Transmission and Reflectivity
Transmission and reflectivity measurements have applications that range from characterising photonic structures such as dielectric stacks (often used as high-reflectivity or antireflection coatings) to process control in manufacturing. They can be used to detect changes in film thickness, density changes, and even the presence or absence of objects.
Light Scattering
Scattering measurements are much less common, due in part to the difficulties in predicting and detecting where the light will scatter. With the correct procedures, optical spectrometers can be used to calculate the size and distribution of scattering centers within a sample. They are also useful for impurity detection/monitoring in water systems, nanoparticle characterisation and drug loading for pharmaceuticals.
Luminescence
The Ossila Optical Spectrometer can also be used to measure the emission spectrum of materials and devices. Studying the light that is emitted by a material is a complementary technique to absorption spectroscopy, in that it probes how processes lead to the conversion of internal energy to photons, rather than the other way around.

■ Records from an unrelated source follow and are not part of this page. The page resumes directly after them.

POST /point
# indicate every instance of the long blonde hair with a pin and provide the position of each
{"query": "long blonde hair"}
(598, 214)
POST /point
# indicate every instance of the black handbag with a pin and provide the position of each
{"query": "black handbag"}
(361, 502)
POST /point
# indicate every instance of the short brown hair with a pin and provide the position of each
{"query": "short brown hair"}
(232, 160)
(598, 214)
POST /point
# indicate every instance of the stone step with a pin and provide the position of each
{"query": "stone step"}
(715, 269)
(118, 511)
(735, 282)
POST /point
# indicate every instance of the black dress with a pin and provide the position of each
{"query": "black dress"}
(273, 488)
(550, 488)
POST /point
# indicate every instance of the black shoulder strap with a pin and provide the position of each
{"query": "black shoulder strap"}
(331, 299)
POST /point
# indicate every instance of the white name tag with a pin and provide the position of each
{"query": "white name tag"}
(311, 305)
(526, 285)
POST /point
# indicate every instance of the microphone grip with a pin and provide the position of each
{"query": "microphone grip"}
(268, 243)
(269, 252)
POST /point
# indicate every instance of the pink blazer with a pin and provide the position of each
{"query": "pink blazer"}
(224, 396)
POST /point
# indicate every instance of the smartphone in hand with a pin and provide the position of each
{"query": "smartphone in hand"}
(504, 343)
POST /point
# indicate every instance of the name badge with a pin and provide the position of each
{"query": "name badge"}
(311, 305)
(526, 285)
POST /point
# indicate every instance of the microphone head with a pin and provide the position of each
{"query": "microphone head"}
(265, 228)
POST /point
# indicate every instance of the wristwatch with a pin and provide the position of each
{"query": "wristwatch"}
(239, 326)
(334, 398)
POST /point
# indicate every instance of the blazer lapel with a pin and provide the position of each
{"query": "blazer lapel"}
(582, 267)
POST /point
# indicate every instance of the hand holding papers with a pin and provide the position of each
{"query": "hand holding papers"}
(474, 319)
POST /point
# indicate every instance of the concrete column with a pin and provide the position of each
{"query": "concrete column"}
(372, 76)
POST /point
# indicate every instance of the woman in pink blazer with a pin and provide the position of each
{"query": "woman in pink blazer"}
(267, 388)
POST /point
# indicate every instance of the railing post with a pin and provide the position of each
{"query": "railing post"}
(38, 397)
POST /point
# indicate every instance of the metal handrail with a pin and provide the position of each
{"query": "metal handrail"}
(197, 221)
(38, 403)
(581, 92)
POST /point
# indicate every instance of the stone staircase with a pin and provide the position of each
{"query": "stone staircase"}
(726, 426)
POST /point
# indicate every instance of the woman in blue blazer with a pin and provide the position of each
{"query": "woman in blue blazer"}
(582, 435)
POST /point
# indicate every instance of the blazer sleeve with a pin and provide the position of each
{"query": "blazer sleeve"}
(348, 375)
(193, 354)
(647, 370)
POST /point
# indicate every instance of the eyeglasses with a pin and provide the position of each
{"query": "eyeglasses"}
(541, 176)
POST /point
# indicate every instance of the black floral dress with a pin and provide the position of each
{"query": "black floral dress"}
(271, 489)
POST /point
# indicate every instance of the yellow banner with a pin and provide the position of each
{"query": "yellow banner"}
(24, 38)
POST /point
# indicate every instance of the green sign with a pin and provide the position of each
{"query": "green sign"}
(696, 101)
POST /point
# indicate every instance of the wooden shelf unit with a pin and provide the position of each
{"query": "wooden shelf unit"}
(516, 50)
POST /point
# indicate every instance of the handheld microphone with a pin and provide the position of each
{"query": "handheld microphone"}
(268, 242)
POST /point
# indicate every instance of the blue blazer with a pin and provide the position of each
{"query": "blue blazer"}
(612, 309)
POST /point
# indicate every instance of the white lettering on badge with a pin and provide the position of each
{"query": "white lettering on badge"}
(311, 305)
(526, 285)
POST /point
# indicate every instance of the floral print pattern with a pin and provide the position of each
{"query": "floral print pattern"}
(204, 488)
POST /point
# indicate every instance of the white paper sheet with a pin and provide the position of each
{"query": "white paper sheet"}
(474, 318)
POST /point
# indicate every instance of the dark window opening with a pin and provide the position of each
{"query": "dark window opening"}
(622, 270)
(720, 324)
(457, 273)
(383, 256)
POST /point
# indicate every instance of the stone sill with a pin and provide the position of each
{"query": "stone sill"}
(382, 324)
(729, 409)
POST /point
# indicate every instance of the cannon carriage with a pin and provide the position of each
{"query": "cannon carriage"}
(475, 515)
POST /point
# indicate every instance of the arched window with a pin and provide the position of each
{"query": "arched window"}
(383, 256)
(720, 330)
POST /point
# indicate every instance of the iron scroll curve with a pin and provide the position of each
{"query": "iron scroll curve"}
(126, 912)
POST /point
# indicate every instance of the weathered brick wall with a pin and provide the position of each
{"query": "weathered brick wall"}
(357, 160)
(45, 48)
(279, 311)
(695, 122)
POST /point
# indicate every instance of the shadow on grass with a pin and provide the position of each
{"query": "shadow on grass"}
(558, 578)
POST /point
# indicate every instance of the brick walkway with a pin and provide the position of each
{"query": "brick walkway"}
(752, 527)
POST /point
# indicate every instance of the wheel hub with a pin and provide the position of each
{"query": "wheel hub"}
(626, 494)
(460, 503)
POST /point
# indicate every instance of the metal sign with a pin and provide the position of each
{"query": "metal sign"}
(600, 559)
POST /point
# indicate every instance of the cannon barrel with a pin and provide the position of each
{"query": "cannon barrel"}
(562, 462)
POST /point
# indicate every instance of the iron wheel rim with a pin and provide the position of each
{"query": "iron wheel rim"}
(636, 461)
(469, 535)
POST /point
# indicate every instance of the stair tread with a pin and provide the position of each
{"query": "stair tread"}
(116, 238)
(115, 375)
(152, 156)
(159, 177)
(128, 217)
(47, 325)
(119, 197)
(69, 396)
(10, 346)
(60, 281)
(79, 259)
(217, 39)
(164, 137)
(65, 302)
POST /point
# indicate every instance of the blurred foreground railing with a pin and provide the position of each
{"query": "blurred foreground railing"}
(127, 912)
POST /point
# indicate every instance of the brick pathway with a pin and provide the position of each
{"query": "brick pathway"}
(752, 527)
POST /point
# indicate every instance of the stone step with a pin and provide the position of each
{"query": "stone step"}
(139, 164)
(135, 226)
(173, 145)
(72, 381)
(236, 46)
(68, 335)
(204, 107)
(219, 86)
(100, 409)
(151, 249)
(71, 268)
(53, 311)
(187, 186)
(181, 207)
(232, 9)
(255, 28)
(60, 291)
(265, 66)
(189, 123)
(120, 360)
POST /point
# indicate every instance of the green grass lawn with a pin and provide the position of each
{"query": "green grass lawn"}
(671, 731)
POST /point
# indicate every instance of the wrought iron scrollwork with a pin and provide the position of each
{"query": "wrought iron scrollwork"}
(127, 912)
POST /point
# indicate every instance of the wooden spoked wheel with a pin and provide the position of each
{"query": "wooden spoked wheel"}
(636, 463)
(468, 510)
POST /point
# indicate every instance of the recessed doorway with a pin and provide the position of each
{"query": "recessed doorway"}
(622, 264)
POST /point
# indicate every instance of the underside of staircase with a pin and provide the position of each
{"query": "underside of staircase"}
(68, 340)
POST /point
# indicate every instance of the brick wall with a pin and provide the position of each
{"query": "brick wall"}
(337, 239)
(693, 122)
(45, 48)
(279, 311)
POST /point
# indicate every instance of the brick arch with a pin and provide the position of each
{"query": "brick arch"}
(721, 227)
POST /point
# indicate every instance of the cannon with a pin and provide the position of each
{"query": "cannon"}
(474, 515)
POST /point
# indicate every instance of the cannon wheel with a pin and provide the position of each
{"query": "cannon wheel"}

Our optical spectrometer can be used to measure various type of radiative emission measurements including steady-state photoluminescence, fluorescence and phosphorescence. In these cases, the compatible Ossila UV light source can be used as an excitation source. Alternatively, you can use a high energy laser of appropriate wavelength. You can also use the spectrometer to measure the emission of light from non-radiative excitation sources, such as for electroluminescence measurements.
From emission measurements, you can extract information about the electronic and vibrational states of a material, as well as how these materials are interacting with their surroundings. This information can be used to complement (or as an alternative to) absorption measurements for chemical synthesis and analysis, material characterisation and discovery, quality control, and more. In addition, luminescence also has some unique applications. For example, fluorescent molecules are often used as 'tags' or 'tracers' in applications as far-ranging as understanding the processes occurring within living cells, to identifying the paths of water courses.
Optical spectroscopy is invaluable in studying all types of emission. It allows the colour rendering index (CRI) of light sources to be calculated, which is an important factor when developing lighting for specific applications.